This time we will recode the variables using the "Into Different Variables..." option. Select the variables to be recoded (atcp01 and atcp04) and move them to the Input Variable->Output Variable: box. Select the variable atcp01 -> ?. The Output Variable  Name: and Label: boxes will open. Enter a name for the new variable, say atcp01r. You can use any label you wish. You could enter the recode values, e.g., 1=5, 2=4, 3=3, 4=2, 5=1. Or the label could state that the variable was the "recoded value of atcp01." There is no option to automatically add a label as there was in the compute transformation dialog box. Then enter name and label for the other variable.

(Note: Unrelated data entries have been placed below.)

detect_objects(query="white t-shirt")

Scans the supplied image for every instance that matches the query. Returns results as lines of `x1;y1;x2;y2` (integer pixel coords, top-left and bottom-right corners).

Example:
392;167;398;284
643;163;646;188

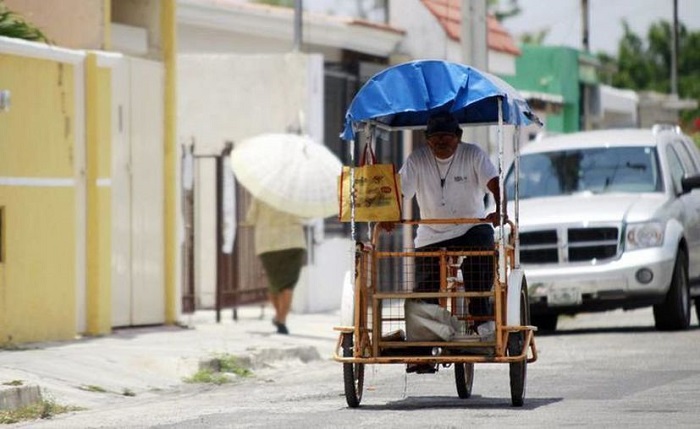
399;143;498;247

Next, go to the Old and New Values... dialog box and enter the values as we did in the previous section. The time you will need to enter the recode for 3, 3 --> 3.

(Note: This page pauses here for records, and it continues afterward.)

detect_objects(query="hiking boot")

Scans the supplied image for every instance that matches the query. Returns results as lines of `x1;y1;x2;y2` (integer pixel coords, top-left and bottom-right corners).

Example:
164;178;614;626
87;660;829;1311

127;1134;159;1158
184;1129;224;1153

The syntax for this recode uses the key word "into" to define the new variable(s) -

RECODE
atcp01 atcp04
(1=5)(2=4)(3=3)(4=2)(5=1)INTO atcp01r atcp04r .

The results of the recode of first input variable (actp01) will be placed in the first output variable (atcp01r). Similarly, the results of the recode of the second input variable (atcp04) will be placed in the second output variable (atcp04r), and so forth.

After running the recode command the new variables, atcp01r and atcp04r will appear in the data editor. You can now compute the sum using the recoded variables -

COMPUTE atcp1_4 = sum.4(atcp01r, atcp02, atcp03, atcp04r).

The data in the Data Editor should now look like the data in Table 5.

Table 5. The Values in recode.sav.
 id age ses atcp01 atcp02 atcp03 atcp04 atcp01r atcp04r atcp1_4
1
2
3
4
5
6
7
8
27
21
18
99
47
.
23
65
Middle
Upper
 Lower

Middle
 Lower
Upper
 Lower
5
1
1
5
3
4
.
9
1
5
9
5
9
1
.
4
1
5
9
4
3
.
.
2
5
1
9
3
5
9
.
9
1.00
5.00
5.00
1.00
3.00
2.00
.
.
1.00
5.00
.
3.00
1.00
.
.
.
4.00
20.00
.
13.00
.
.
.
.

Because atcp01r and atcp04r are new variables, they have no value labels and no user missing values (see the SPSS Variables utility to check out the variable names, variable types, labels, and missing values). If you wish you can add value labels and missing values using the Define Variables... dialog box.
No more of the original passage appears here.